Distribution

VAST offers a flexible way of distributing its key components over processes, thanks to the actor model. This flexibility accommodates a wide range of possible deployment scenarios, ranging from highly integrated single-process applications to distributed setups.

Ingestion

When ingesting data, there are two options to spin up sources: either run them as a separate client process via vast import or spawn them directly inside the server process via vast spawn. We discuss both options below.

Source as Client Process

By default, starting VAST only spawns the necesssary server components, such as archive and index. This works well for ad-hoc scenarios where users perform manual imports or for low-volume continous data sources. The VAST client process connects to the server and sends the parsed data over a TCP connection. The setup looks like this:

The import command implements this form of ingestion.

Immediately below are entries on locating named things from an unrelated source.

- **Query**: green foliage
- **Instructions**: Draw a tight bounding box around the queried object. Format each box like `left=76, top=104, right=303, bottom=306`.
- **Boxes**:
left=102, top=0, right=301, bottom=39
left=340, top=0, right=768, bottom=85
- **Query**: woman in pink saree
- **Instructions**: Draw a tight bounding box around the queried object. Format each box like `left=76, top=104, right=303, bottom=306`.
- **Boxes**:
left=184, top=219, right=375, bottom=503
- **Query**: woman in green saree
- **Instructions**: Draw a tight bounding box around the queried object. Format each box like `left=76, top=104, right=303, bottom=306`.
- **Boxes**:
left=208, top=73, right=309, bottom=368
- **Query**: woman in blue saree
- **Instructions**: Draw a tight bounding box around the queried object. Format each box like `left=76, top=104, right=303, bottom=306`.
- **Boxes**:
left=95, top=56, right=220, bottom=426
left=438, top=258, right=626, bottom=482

For example, to import a bunch of zipped Zeek logs, you can invoke VAST like this:

gzcat *.logs.gz | vast import zeek

Source within Server Process

The second method of ingesting data involves spawning a source actor directly inside the server process. The advantage is performance: it cuts out any IPC. Sending parsed data from the source is equivalent to passing a pointer in memory. For high-volume formats, like PCAP or NetFlow, avoiding stress on the I/O path can make a major difference.

The spawn and kill commands add and remove components inside a remote VAST node. For example, to spawn a PCAP source that listens on the interface em0, you would do this:

vast spawn source pcap -i em0